Milwaukee Light. Home!


Our regimen of dosing ourselves with Dramamine starting 24 hours before leaving on our trip seemed to pay off as we would both look forward to going down in the cabin for some rest and an occasional bite to eat. Most of the time in a sea state like this I avoid the cabin. Once again we were fortunate to be on a port tack that would snug the off watch crew into the settee for a secure comfortable nap.

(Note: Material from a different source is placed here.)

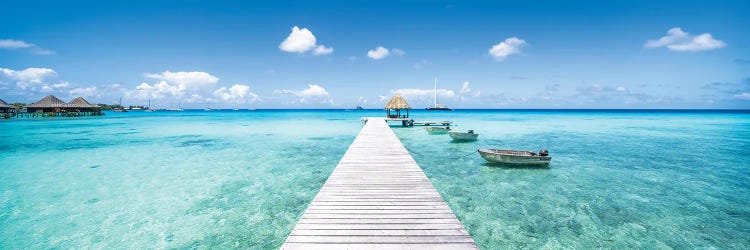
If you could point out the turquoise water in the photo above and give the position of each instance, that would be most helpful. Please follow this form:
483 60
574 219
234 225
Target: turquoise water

About midnight at our watch change we both saw the lights of a big lake freighter approaching. I hailed him on the VHS: “Lake Freighter, Lake Freighter, this is a little sailboat do you know we are here?” He answered immediately: “We’ve got you on radar but we don’t have a visual.” At that moment I felt that the radar reflector was the best money we had spent!
Jim at the helm returning to Milwaukee.


After several minutes the lights appeared closer and we shined a spot on our sail and tried to raise the freighter again on the VHS. He assured us he would pass at a safe distance. We were only partially reassured by his words as the lights continued to approach our position. Finally the lights of the freighter began to fall astern and moved off toward the north. I am thankful for the attentive crew of that ship.
We continued to motor sail toward the coast of Wisconsin. After sunrise the clouds parted and we had a beautiful view of the Milwaukee skyline illuminated and golden in the morning light. The wind was blowing about twenty and we rode the big quartering waves right into the protected harbor. We were home!

WHAT WOULD I DO NEXT TIME?

A tiller autopilot! Being on the helm on and off for twenty hours is just hard work. Once the moon went down the helmsman was a slave to the compass. I would also carry a storm jib. We probably would have sailed all the way home if I were not concerned with carrying too much sail with the 100% jib. The smaller jib would have given us a lot of flexibility in our sail plan. Other than those two improvements I thought the boat was great. It certainly was up to the conditions we encountered and I suspect it wasn’t anywhere near its limit. Of course the big Lakes can serve up a maelstrom that could ruin anybody’s day but there is no reason that a careful skipper shouldn’t consider crossing the Lake a rewarding, confidence building adventure. Oh yeah, I’d bring fly paper too!

Jim Iverson lives in Bayside, WI. He has been sailing about 10 years and is a member of the Milwaukee Community Sailing Center.